部活の古い録音、レガシィな記録媒体のお話

高校のころ所属していた部活 の古い録音の山が、講師の先生のところに眠っているらしい。何年も前にそんな話を聴いてから、いつか全部きちんとデジタル化して後世に残していきたいなあとながいこと思っていたのだけれど、最近ようやくこれに着手した。

部活の公式 Web ページの中の “ギタサン史” によれば、ぼくらのルーツは 1972 年の秋に発足した同好会。今が 2013 年だから、もう 41 年を数えることになる。ぼくの生まれが 1987 年だから、それよりもずっと前。

40 年を越える歴史があるというのに、さて、ぼくらが “過去の演奏” を聴こうと思ったときに聴けるのは、せいぜいここ 10 年分くらい。最近の部員の中では比較的長くぎたさんに関わっていると思われるぼくでさえ、手元にきちんとした形で持っているのは 2001 年度以降のデータだけ。

世の中に録音が存在しないなら別だけど、物理的に残っているのであれば、それが聴けなくなる前に、聴ける状態にしておきたかった。

経年劣化は避けられない。
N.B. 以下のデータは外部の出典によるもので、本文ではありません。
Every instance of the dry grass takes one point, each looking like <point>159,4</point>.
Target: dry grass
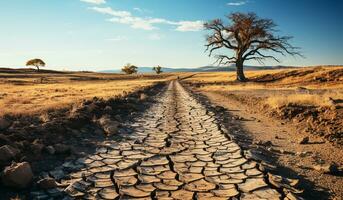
<point>305,86</point>
<point>323,100</point>
<point>23,94</point>
<point>281,78</point>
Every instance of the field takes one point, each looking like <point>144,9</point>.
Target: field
<point>51,110</point>
<point>25,92</point>
<point>291,94</point>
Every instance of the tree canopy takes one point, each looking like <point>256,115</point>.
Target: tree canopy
<point>129,69</point>
<point>36,62</point>
<point>249,37</point>
<point>157,69</point>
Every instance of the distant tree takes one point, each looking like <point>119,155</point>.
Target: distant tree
<point>36,62</point>
<point>157,69</point>
<point>129,69</point>
<point>250,37</point>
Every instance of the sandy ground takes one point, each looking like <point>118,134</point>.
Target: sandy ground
<point>284,137</point>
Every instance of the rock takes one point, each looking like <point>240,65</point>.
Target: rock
<point>18,175</point>
<point>109,126</point>
<point>143,97</point>
<point>304,140</point>
<point>37,148</point>
<point>50,149</point>
<point>62,148</point>
<point>331,168</point>
<point>4,124</point>
<point>4,140</point>
<point>7,153</point>
<point>47,183</point>
<point>57,173</point>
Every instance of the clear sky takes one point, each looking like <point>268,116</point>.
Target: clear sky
<point>106,34</point>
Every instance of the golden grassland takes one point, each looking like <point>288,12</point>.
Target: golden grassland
<point>31,92</point>
<point>315,86</point>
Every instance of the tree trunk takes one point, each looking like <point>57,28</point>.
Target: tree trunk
<point>240,72</point>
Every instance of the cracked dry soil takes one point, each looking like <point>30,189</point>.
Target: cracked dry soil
<point>177,151</point>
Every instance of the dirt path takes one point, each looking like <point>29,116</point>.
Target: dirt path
<point>279,142</point>
<point>177,151</point>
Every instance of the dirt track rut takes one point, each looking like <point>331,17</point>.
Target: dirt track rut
<point>177,151</point>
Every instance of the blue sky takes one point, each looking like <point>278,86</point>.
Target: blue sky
<point>106,34</point>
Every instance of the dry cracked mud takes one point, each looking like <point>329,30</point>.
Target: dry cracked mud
<point>177,151</point>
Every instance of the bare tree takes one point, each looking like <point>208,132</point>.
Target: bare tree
<point>157,69</point>
<point>250,37</point>
<point>36,62</point>
<point>129,69</point>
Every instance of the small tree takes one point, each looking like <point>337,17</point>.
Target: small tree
<point>36,62</point>
<point>250,37</point>
<point>129,69</point>
<point>157,69</point>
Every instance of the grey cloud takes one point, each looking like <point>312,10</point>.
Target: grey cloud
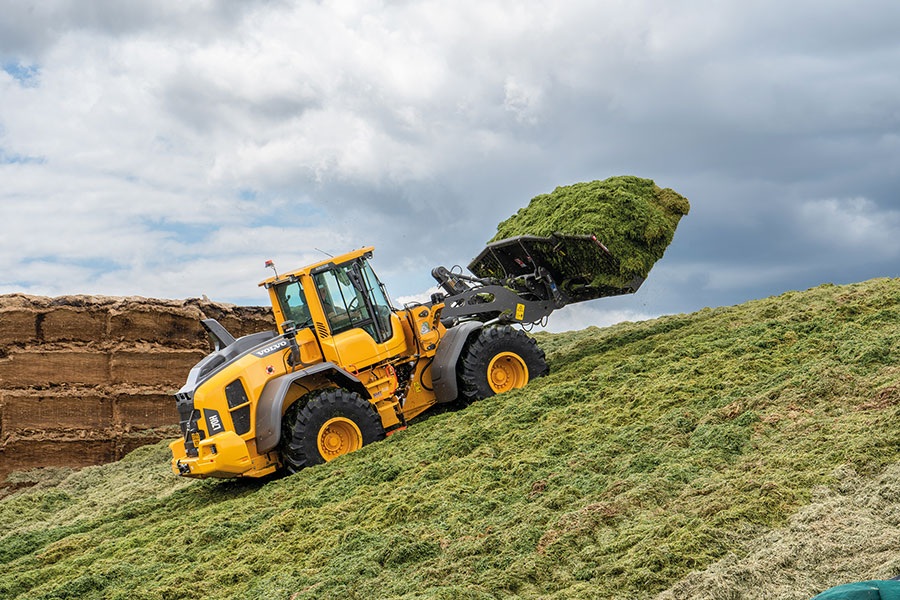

はやくどうにかしないといけない、このまま何もしないでいたら、ぼくらは膨大な何かを失うことになると、そういうぼんやりとした危機感があった。

残っている記録媒体は、たいがいは何らかのテープ。危機感の根源は、テープの寿命ではなく、テープを再生する機械の寿命である。

テープは強い。コンパクトカセットだろうが DAT だろうが miniDV だろうが Hi8 だろうが VHS だろうが VHS-C だろうが beta だろうが、とにかくテープは強い。信じられないくらいに強い。耐久性でいえば CD-R や DVD-R や HDD よりも何倍も何十倍も強い。今までの数十年も平気で品質を保ってきたし、多分この先の数十年も同じように品質を保ってくれるはず。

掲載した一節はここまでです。